A second difficulty is missed in the statement:
<quote>
Note that the relative position of the iterator is not the same as the
absolute position within the set. The position of the iterator is relative
to the node before it and the node after it......
</quote>

This is simplistic.  The position cannot always be relative to BOTH the
preceeding AND the succeeding nodes, since one may move with respect to
other.  There needs to be an order of precedence. Your examples show one
such case, and the preceeding node seems to take precedence.   I think if
you try to codify the rules you will find it complex.  I have tried to do
this at the end of the note with an example titled AMBIGUITY.

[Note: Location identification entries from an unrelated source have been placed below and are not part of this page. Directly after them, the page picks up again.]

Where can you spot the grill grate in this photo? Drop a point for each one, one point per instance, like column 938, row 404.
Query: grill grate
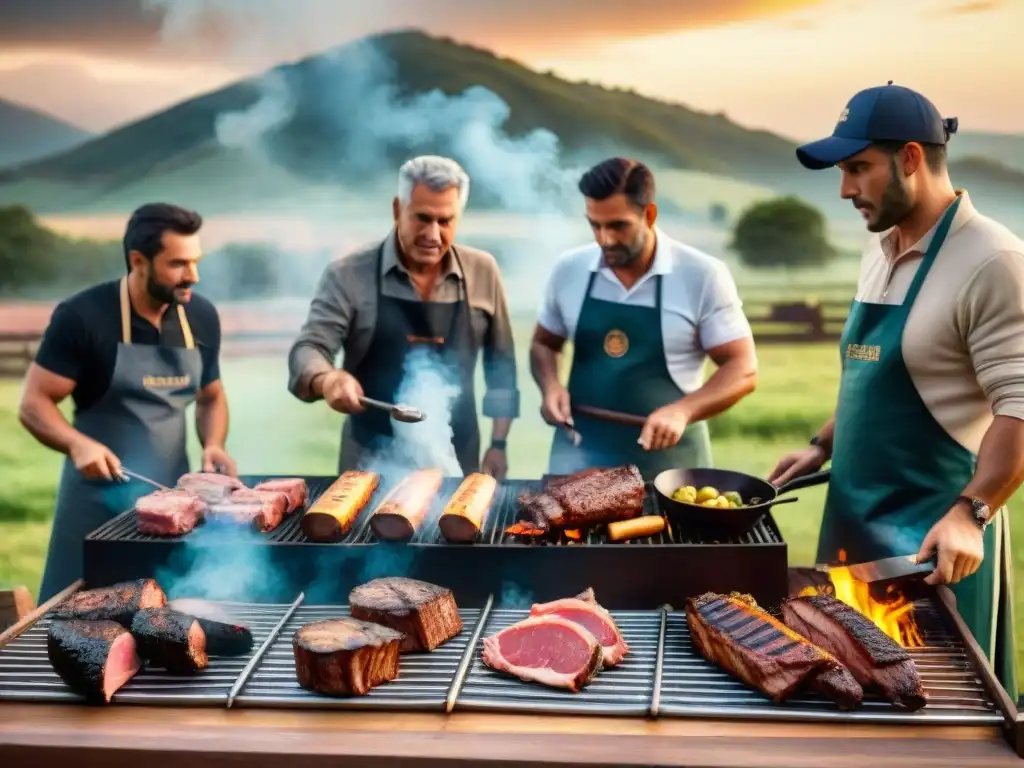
column 425, row 680
column 26, row 674
column 625, row 689
column 693, row 687
column 504, row 512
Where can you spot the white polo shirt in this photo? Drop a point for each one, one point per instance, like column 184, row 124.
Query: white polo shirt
column 700, row 307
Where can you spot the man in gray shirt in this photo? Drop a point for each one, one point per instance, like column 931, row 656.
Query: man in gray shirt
column 414, row 303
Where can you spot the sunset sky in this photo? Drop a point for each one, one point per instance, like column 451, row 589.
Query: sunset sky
column 787, row 66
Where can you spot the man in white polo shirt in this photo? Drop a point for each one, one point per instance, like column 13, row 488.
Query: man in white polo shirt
column 927, row 441
column 643, row 312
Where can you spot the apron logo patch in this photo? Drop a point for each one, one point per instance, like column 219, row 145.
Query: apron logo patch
column 864, row 352
column 615, row 343
column 166, row 382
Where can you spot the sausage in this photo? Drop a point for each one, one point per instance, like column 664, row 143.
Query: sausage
column 401, row 511
column 331, row 516
column 636, row 528
column 463, row 516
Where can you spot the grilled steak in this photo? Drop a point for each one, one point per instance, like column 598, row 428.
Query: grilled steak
column 168, row 512
column 170, row 639
column 733, row 633
column 212, row 487
column 345, row 656
column 549, row 649
column 604, row 496
column 224, row 636
column 94, row 658
column 118, row 603
column 294, row 487
column 424, row 612
column 592, row 617
column 876, row 660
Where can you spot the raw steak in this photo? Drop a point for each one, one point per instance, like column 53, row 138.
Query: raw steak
column 170, row 639
column 169, row 512
column 94, row 658
column 118, row 603
column 762, row 651
column 425, row 613
column 294, row 487
column 547, row 649
column 876, row 660
column 345, row 656
column 592, row 617
column 212, row 487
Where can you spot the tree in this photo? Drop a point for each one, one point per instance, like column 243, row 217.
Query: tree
column 782, row 231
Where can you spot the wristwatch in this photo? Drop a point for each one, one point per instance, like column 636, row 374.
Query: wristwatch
column 979, row 510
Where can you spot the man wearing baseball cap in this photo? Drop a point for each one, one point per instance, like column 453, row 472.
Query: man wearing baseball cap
column 927, row 441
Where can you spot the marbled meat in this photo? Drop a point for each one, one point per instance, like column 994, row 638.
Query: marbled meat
column 345, row 656
column 94, row 658
column 733, row 633
column 425, row 613
column 875, row 659
column 118, row 602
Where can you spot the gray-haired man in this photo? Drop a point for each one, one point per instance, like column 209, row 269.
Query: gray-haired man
column 414, row 290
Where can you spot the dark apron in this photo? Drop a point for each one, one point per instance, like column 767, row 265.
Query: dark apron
column 140, row 418
column 896, row 471
column 619, row 365
column 443, row 331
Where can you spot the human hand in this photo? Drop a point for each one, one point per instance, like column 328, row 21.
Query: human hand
column 665, row 427
column 555, row 407
column 798, row 464
column 495, row 463
column 215, row 459
column 94, row 461
column 960, row 544
column 342, row 392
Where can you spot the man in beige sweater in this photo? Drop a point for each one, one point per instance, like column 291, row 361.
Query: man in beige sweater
column 927, row 442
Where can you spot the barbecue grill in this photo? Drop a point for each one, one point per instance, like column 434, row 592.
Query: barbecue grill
column 644, row 573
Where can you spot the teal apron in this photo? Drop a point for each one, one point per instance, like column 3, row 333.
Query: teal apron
column 140, row 418
column 619, row 365
column 896, row 471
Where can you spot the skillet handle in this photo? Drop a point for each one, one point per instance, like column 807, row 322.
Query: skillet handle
column 805, row 481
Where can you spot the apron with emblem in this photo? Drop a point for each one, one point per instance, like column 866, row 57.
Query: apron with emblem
column 896, row 471
column 440, row 331
column 140, row 418
column 619, row 365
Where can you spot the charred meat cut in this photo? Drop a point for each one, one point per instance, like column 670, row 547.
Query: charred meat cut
column 592, row 617
column 345, row 656
column 876, row 660
column 425, row 613
column 547, row 649
column 94, row 658
column 118, row 603
column 733, row 633
column 170, row 639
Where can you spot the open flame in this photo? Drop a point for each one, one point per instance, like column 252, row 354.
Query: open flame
column 893, row 615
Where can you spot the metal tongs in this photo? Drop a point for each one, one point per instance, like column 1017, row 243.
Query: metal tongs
column 401, row 413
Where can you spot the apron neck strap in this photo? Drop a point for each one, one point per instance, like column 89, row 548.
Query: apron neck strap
column 933, row 250
column 126, row 318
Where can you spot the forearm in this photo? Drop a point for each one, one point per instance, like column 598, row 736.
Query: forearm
column 45, row 422
column 1000, row 463
column 212, row 420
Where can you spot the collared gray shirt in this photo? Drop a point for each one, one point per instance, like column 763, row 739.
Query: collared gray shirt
column 343, row 314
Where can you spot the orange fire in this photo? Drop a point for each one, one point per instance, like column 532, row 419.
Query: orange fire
column 894, row 616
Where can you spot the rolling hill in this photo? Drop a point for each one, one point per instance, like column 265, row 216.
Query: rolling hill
column 28, row 134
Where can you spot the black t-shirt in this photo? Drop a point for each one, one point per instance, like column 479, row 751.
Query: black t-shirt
column 81, row 341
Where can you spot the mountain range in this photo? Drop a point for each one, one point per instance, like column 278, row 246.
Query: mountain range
column 345, row 119
column 28, row 134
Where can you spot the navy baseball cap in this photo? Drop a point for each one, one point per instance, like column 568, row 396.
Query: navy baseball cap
column 886, row 113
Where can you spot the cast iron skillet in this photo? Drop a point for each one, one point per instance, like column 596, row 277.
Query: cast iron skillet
column 729, row 521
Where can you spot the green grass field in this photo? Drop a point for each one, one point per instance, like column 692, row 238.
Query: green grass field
column 274, row 433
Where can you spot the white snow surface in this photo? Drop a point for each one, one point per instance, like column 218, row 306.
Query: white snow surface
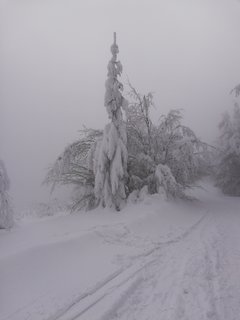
column 153, row 260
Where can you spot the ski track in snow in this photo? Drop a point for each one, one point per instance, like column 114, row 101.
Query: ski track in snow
column 184, row 272
column 122, row 277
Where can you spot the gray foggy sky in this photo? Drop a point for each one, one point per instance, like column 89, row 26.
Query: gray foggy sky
column 53, row 62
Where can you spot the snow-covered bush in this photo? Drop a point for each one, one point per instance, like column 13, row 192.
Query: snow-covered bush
column 6, row 212
column 228, row 154
column 74, row 167
column 167, row 142
column 130, row 154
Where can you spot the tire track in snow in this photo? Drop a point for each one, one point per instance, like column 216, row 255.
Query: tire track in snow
column 84, row 302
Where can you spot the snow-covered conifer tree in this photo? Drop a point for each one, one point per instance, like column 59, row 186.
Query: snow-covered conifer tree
column 111, row 157
column 6, row 217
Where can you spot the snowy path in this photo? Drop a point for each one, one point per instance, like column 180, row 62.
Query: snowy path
column 155, row 260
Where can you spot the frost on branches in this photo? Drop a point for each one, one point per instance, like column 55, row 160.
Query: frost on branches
column 111, row 167
column 6, row 214
column 228, row 165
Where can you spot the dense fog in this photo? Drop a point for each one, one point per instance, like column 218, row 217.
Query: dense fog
column 53, row 65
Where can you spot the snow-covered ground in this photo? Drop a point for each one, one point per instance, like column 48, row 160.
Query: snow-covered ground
column 153, row 260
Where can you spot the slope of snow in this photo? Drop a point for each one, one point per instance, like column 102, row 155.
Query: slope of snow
column 153, row 260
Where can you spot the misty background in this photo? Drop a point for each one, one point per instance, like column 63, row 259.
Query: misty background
column 53, row 65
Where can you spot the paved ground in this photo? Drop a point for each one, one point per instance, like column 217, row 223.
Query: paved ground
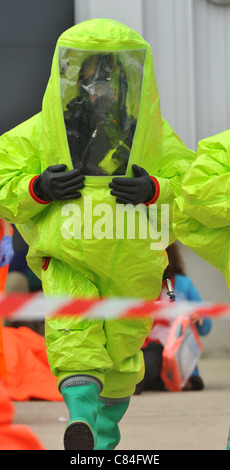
column 154, row 420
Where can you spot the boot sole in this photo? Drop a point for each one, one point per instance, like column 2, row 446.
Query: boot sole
column 78, row 436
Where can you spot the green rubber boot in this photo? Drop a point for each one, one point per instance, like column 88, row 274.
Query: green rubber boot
column 110, row 412
column 82, row 403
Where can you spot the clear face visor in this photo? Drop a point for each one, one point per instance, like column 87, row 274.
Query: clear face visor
column 100, row 96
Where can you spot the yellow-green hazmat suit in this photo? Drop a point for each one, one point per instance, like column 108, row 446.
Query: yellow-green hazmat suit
column 202, row 212
column 83, row 261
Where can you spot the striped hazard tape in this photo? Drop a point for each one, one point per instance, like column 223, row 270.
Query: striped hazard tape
column 28, row 307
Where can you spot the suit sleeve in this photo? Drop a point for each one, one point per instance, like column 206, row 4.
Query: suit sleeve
column 19, row 163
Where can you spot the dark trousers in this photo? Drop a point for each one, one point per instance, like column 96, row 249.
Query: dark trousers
column 153, row 362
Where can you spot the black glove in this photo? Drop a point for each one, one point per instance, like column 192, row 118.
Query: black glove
column 56, row 184
column 135, row 190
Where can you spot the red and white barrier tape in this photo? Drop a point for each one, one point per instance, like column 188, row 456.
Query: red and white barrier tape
column 29, row 307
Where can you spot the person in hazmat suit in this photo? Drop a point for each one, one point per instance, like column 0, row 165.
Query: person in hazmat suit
column 202, row 212
column 98, row 146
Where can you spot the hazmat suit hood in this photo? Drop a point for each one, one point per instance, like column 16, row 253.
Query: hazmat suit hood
column 122, row 43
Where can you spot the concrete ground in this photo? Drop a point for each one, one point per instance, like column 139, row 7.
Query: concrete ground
column 159, row 420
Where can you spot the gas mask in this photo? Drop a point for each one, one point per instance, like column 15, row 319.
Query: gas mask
column 98, row 124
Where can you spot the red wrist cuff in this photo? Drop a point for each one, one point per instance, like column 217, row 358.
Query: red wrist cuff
column 32, row 193
column 157, row 191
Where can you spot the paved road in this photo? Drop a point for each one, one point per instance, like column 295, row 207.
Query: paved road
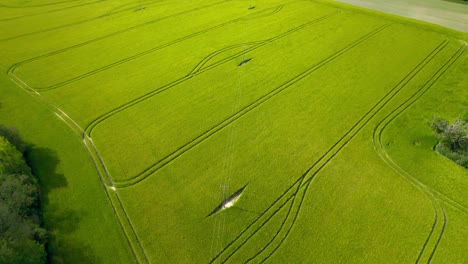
column 447, row 13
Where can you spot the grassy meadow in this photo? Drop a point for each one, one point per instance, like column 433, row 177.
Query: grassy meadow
column 146, row 115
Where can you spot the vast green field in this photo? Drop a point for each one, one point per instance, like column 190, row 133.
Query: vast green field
column 146, row 115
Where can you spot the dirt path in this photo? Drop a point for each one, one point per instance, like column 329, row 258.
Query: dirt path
column 451, row 14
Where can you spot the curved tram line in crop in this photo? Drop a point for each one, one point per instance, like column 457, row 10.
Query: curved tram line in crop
column 439, row 210
column 266, row 12
column 115, row 11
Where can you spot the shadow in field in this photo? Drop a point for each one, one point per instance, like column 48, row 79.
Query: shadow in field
column 59, row 220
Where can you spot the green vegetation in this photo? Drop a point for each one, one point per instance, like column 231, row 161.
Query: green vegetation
column 22, row 240
column 453, row 139
column 157, row 112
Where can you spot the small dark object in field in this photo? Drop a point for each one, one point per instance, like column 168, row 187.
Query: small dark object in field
column 244, row 62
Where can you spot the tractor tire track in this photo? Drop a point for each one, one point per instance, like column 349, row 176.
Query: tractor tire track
column 402, row 84
column 39, row 5
column 118, row 209
column 12, row 69
column 357, row 127
column 108, row 14
column 269, row 11
column 253, row 105
column 197, row 70
column 45, row 12
column 49, row 11
column 379, row 146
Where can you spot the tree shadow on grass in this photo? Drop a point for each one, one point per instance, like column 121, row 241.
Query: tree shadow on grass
column 60, row 222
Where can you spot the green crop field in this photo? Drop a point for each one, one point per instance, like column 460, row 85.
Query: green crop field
column 146, row 116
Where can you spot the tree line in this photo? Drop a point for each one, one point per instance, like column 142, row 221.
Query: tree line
column 453, row 139
column 22, row 239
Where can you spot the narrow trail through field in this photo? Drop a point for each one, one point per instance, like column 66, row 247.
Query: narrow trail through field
column 304, row 181
column 439, row 210
column 256, row 15
column 45, row 12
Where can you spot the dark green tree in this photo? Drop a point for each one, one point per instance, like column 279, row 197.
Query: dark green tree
column 22, row 239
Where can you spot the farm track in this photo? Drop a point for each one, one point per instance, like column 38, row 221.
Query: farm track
column 198, row 69
column 16, row 65
column 339, row 145
column 108, row 14
column 262, row 13
column 119, row 211
column 439, row 210
column 253, row 105
column 47, row 12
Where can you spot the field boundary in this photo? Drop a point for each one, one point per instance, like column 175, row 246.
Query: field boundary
column 255, row 15
column 302, row 181
column 380, row 149
column 90, row 127
column 119, row 211
column 105, row 15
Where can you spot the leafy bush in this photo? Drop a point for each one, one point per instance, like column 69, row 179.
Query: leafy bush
column 22, row 240
column 453, row 139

A simple model for the behaviour may be to regard the traversal as being
across a (potentially infinite) ector that can contain null (?) entries.
These are ignored in iteration.  I put my interpretation under yours in the
copied text that follows.  relative position is an asterisk, nulls are
question marks.  I do not know how style and colour get translated so I
have included my bits in pseudo tags .

I am not claming to in any way 'right' as opposed to the proposal being
'wrong'.  I am make a suggestion, and I hope it reads ike that.

<quote>
Using ordered set semantics, the position of the iterator is determined by
the relative position in the ordered set. There is no current node. When an
iterator is created for a list, the position is set before the first
element:


* A B C D E F G H I
<comment>
*A B C D E F G H I
</comment>


Each call to next() returns a node and advances the position. For instance,
if we start with the above position, the first call to next() returns "A"
and
advances the iterator:


 A *B C D E F G H I
<comment>
A *B C D E F G H I))
</comment>

The relative position of the iterator remains valid when nodes are deleted.
Suppose the nodes in our list do not come from a tree, but are merely a set
of nodes in which none of the nodes are children of other nodes. If you
delete "A", the position of the iterator is unchanged with respect to the
remaining nodes:


* B C D E F G H I
 <comment>
?*B C D E F G H I          -B is next to be iterated
</comment>

Similarly, if "B" and "C" are deleted, the position remains unchanged with
respect to the remaining nodes:

* D E F G H I
<comment>
?*? ? D E F G H I
Here the iterator will skip any null entries giving the same result as the
proposal))
</comment>

Moving the "D" node to the end of the set does not change the current
position:

* E F G H I D
<comment>
This an intuitive result, but may be easier to explain as follows: first
remove 'D'
? ? ?*? E F G H I
then append 'D' to the end of the list
? ? ?*? E F G H I D
this would require an extensible list, and therefore an end-of-list marker
or a changeing number-of-entries counter.
</comment>

</quote>




AMBIGUITY

To return to the consideration of precedence of pre- and succeeding node
movements in determine the new relative position:
Consider the sequence:
A B C D*E F G H I J
What if we move E to the front?  Probably
E A B C D* F G H I J
What if we move 'F G' to the front?  Probably
F G E A B C D*H I J
What if we move 'H I J' to the front?  Probably
H I J F G E A B C D*
So we assume that however many we move from after the insertion point, the
insertion point does not 'move' from being after the preceeding node.  So
if we start from the alphabetically ordered sequence:
A B C D*E F G H I J
and move 'E F G H I J'
to the front we get
E F G H I J A B C D*



Lets start again
A B C D*E F G H I J
What if we move 'A B' to the end? probably
C D*E F G H I J  A B
What if we moved 'C D' to the end? probably
*E F G H I J  A B C D
So we could move d start with
A B C D*E F G H I J
and move 'A B C D' to the end and get
*E F G H I J  A B C D

So there is a difference between moving A B C D' to the end and moving 'E F
G H I J' to the front.


Phill van Leersum                        ________________________
___________________                      MQSeries Development
phillvl@ibm.uk.com                       mp206 Hursley Park,
Tel +44-1962-815167                      Winchester,
                                   Hampshire SO21 2JN.